From the March 1930 issue of the Socialist Standard
The recent by-election in Sheffield would have appeared tragic had it not been so amusing. After a knock-out contest lasting several rounds the Labour nominee emerged into full public view in the form of a local Trade Unionist.
The Communist candidate, J. T. Murphy, also made the most of his local connections and his activities in the shop-stewards' movement during the war. His supporters, however, do not appear to have learned the lesson of the collapse of that movement, but still cling to the "industrial" illusions associated therewith. In the face of experience of the power of the employers on the economic field (as exemplified in rationalisation, etc.), they still swallow the yarn that it is possible to develop a movement which will "take and hold" at the point of production and successfully challenge the armed forces of the nation. Murphy took his stand on the Communist Party's programme of reforms (comically labelled "class against class") and left the basis of Capitalism untouched. He had the easy job of pillorying the failure of the Labour Government to solve the problems afflicting the workers; but in general his remedy was the delightfully vague one of "raising the workers' standard of living." Challenged to explain why the Communist Party had supported the Labour Party at elections over a period of six or seven years he took refuge in the feeble plea that the Labour leaders had been "obliged by circumstances to appear on the side of the workers." From which we reach the conclusion that the Communist Party backed them in 1923 and 1924 because the said leaders "led" the strike of 1926!
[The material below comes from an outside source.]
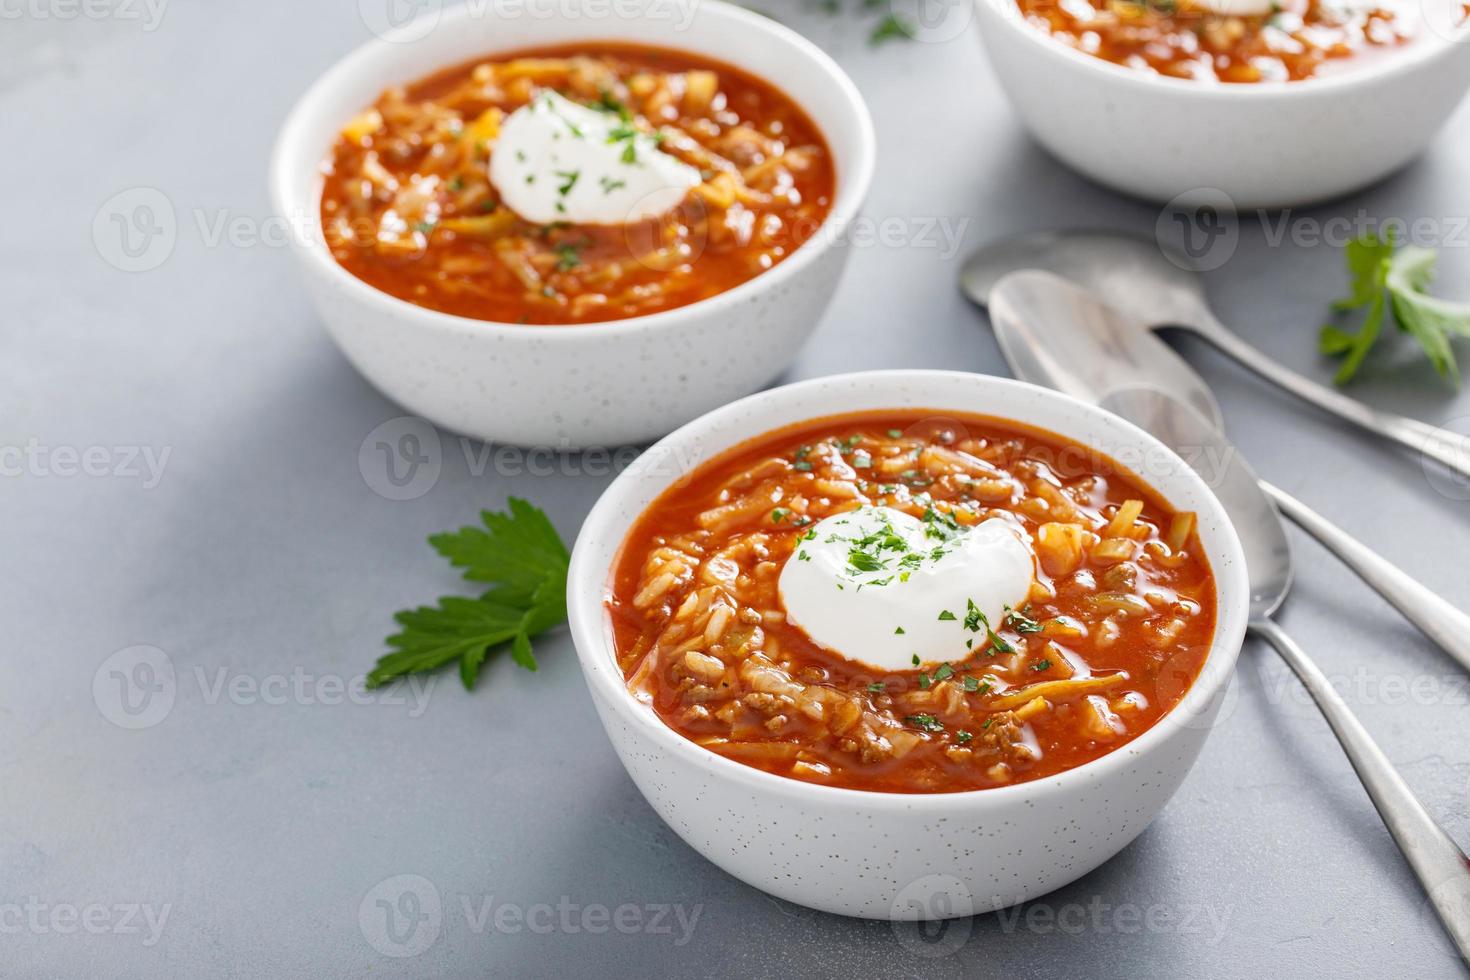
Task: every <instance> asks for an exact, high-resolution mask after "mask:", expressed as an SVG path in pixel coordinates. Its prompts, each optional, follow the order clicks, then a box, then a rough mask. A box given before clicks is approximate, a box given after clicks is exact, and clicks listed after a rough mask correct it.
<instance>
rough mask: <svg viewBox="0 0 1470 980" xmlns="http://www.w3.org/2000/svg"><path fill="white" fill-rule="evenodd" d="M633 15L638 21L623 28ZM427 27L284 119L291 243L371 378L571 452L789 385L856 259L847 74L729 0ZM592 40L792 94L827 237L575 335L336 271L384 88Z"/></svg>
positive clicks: (390, 41)
mask: <svg viewBox="0 0 1470 980" xmlns="http://www.w3.org/2000/svg"><path fill="white" fill-rule="evenodd" d="M582 7H585V13H584V15H582V16H576V12H578V10H579V9H582ZM644 7H647V9H644ZM548 10H550V12H554V13H557V16H547V13H548ZM619 12H622V13H619ZM634 12H641V13H642V16H623V15H631V13H634ZM428 18H429V19H420V21H415V22H410V24H407V25H404V26H403V28H398V29H397V31H388V32H385V37H382V38H379V40H375V41H372V43H369V44H365V46H362V47H360V48H357V50H356V51H353V53H351V54H348V56H347V57H345V59H343V60H341V62H338V63H337V65H335V66H334V68H332V69H331V71H328V72H326V73H325V75H323V76H322V78H320V79H319V81H318V82H316V84H315V85H312V88H310V90H309V91H307V93H306V96H303V97H301V100H300V101H298V103H297V106H295V109H293V112H291V115H290V116H288V118H287V120H285V125H284V126H282V129H281V135H279V138H278V141H276V147H275V156H273V159H272V163H270V185H272V197H273V201H275V207H276V210H278V212H279V213H281V215H282V216H285V217H287V219H290V220H291V222H293V228H298V229H301V234H298V235H297V237H295V239H297V241H295V245H294V247H295V251H297V254H298V257H300V260H301V267H303V270H304V273H306V284H307V288H309V291H310V295H312V300H313V301H315V304H316V309H318V311H319V313H320V316H322V319H323V320H325V322H326V328H328V331H331V335H332V338H334V339H335V341H337V344H338V345H340V347H341V350H343V353H344V354H347V359H348V360H350V361H351V363H353V364H354V366H356V367H357V370H360V372H362V373H363V375H365V376H366V378H368V381H370V382H372V383H373V385H376V386H378V389H379V391H382V392H384V394H385V395H388V397H390V398H392V400H394V401H397V403H398V404H401V406H403V407H404V408H407V410H409V411H412V413H415V414H419V416H423V417H426V419H429V420H431V422H434V423H437V425H440V426H444V428H448V429H453V430H457V432H465V433H469V435H473V436H478V438H482V439H494V441H500V442H510V444H519V445H553V447H563V448H581V447H588V445H619V444H625V442H644V441H648V439H653V438H656V436H659V435H663V433H664V432H669V430H670V429H673V428H675V426H678V425H681V423H684V422H686V420H689V419H692V417H694V416H697V414H700V413H703V411H709V410H710V408H713V407H716V406H720V404H725V403H726V401H729V400H732V398H738V397H739V395H744V394H748V392H751V391H754V389H756V388H759V386H761V385H764V383H767V382H769V381H770V379H772V378H775V376H776V375H778V373H781V370H782V369H784V367H785V366H786V364H788V363H789V361H791V360H792V357H794V356H795V353H797V350H798V347H800V345H801V344H803V341H806V338H807V336H808V335H810V334H811V331H813V329H816V325H817V322H819V319H820V316H822V313H823V310H825V309H826V304H828V301H829V300H831V297H832V292H833V289H835V288H836V282H838V278H839V275H841V272H842V266H844V264H845V262H847V253H848V250H847V248H844V247H842V245H841V242H839V241H838V235H836V234H835V232H833V229H841V228H844V226H845V225H847V223H848V222H851V220H853V217H856V216H857V212H858V207H860V204H861V201H863V197H864V195H866V194H867V187H869V182H870V181H872V173H873V156H875V151H873V128H872V120H870V119H869V115H867V109H866V107H864V106H863V100H861V97H860V96H858V94H857V90H856V87H854V85H853V82H851V81H850V79H848V78H847V75H844V73H842V71H841V69H839V68H838V66H836V63H833V62H832V59H829V57H828V56H826V54H823V53H822V51H820V50H819V48H817V47H816V46H813V44H811V43H808V41H806V40H804V38H801V37H800V35H798V34H795V32H792V31H789V29H786V28H784V26H781V25H779V24H776V22H775V21H770V19H769V18H763V16H760V15H756V13H751V12H748V10H742V9H739V7H735V6H732V4H728V3H719V1H717V0H697V1H695V0H617V1H607V0H559V1H557V3H556V4H551V6H550V7H548V4H545V3H535V1H534V0H492V1H491V3H470V4H463V6H456V7H453V9H445V10H442V12H441V10H438V4H431V13H429V15H428ZM582 40H587V41H635V43H642V44H653V46H659V47H670V48H679V50H685V51H694V53H700V54H706V56H710V57H714V59H719V60H723V62H728V63H732V65H736V66H739V68H744V69H745V71H748V72H751V73H754V75H757V76H760V78H764V79H769V81H772V82H775V84H776V85H779V87H781V90H782V91H784V93H786V94H788V96H789V97H791V98H792V100H795V101H797V104H800V106H801V107H803V109H804V110H806V112H807V113H808V115H810V116H811V119H813V120H814V122H816V125H817V126H819V128H820V131H822V134H823V135H825V137H826V140H828V144H829V147H831V150H832V154H833V157H835V165H836V197H835V200H833V204H832V212H831V215H829V217H828V220H826V223H825V226H823V228H822V229H819V231H817V234H816V235H813V237H811V238H810V239H808V241H807V242H806V244H803V245H801V247H800V248H798V250H797V251H795V253H794V254H792V256H789V257H788V259H786V260H785V262H782V263H779V264H778V266H776V267H773V269H772V270H769V272H766V273H763V275H759V276H756V278H754V279H751V281H748V282H745V284H742V285H738V287H735V288H734V289H729V291H726V292H722V294H719V295H716V297H711V298H709V300H703V301H700V303H694V304H691V306H685V307H681V309H675V310H669V311H664V313H656V314H651V316H642V317H635V319H628V320H616V322H609V323H589V325H573V326H520V325H507V323H491V322H485V320H472V319H466V317H459V316H450V314H445V313H438V311H434V310H425V309H422V307H417V306H413V304H410V303H406V301H403V300H398V298H395V297H391V295H388V294H385V292H379V291H378V289H373V288H372V287H369V285H368V284H365V282H362V281H360V279H357V278H354V276H353V275H350V273H348V272H347V270H344V269H343V267H341V266H338V264H337V262H335V260H334V259H332V256H331V253H329V250H328V248H326V245H325V241H323V238H322V231H320V217H319V203H320V192H322V178H320V173H319V165H320V162H322V160H323V159H325V157H326V153H328V150H329V147H331V141H332V138H334V135H335V134H337V131H338V129H340V128H341V126H343V123H344V122H345V120H347V119H350V118H351V116H353V115H356V113H357V112H360V110H362V109H363V107H365V106H369V104H372V101H373V100H375V98H376V97H378V96H379V94H381V93H382V90H384V88H387V87H388V85H392V84H400V82H410V81H415V79H417V78H422V76H425V75H428V73H431V72H434V71H437V69H441V68H447V66H450V65H456V63H460V62H465V60H469V59H472V57H478V56H482V54H494V53H495V51H509V50H513V48H523V47H532V46H542V44H562V43H573V41H582Z"/></svg>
This champion of a "disciplined revolutionary international," however, was candid enough to admit that the Communists had maintained their support of the Labour Party "too long." They should, he said, have abandoned that policy immediately after the strike fiasco and not have waited till 1929. He was thereupon challenged to debate with a representative of the S.P.G.B., and this he accepted with the assurance that "he would debate with the devil himself." We cannot promise the workers of Sheffield any display of Mephistophelian fireworks, but the debate may provide them with food for thought.
The Labour nominee's case was so feeble that he dropped seven or eight thousand votes. Tory criticism was directed towards showing that "Socialism" had failed to do anything but add to the numbers of the unemployed, and relatively speaking he got away with the story very well. Possibly on some future occasion the local branch may invite him to explain why two million unemployed exist in Germany, and from three million upwards in the U.S.A., countries which have enjoyed the benefits of "safeguarding" for generations.
The Liberals' case was that the Labour Government needed gingering up, but probably could, with parental supervision, be relied upon to do the right thing. "After all," argued their street corner orators, "it was the Liberals who had made it possible for the Labour Party to experiment in social reform."
The election proved once more the vast amount of propagandist spade-work needed in this reputed "hot-bed of Socialism." We are not greedy! Socialists in Sheffield are invited, nay urged, to come and give a hand in this work.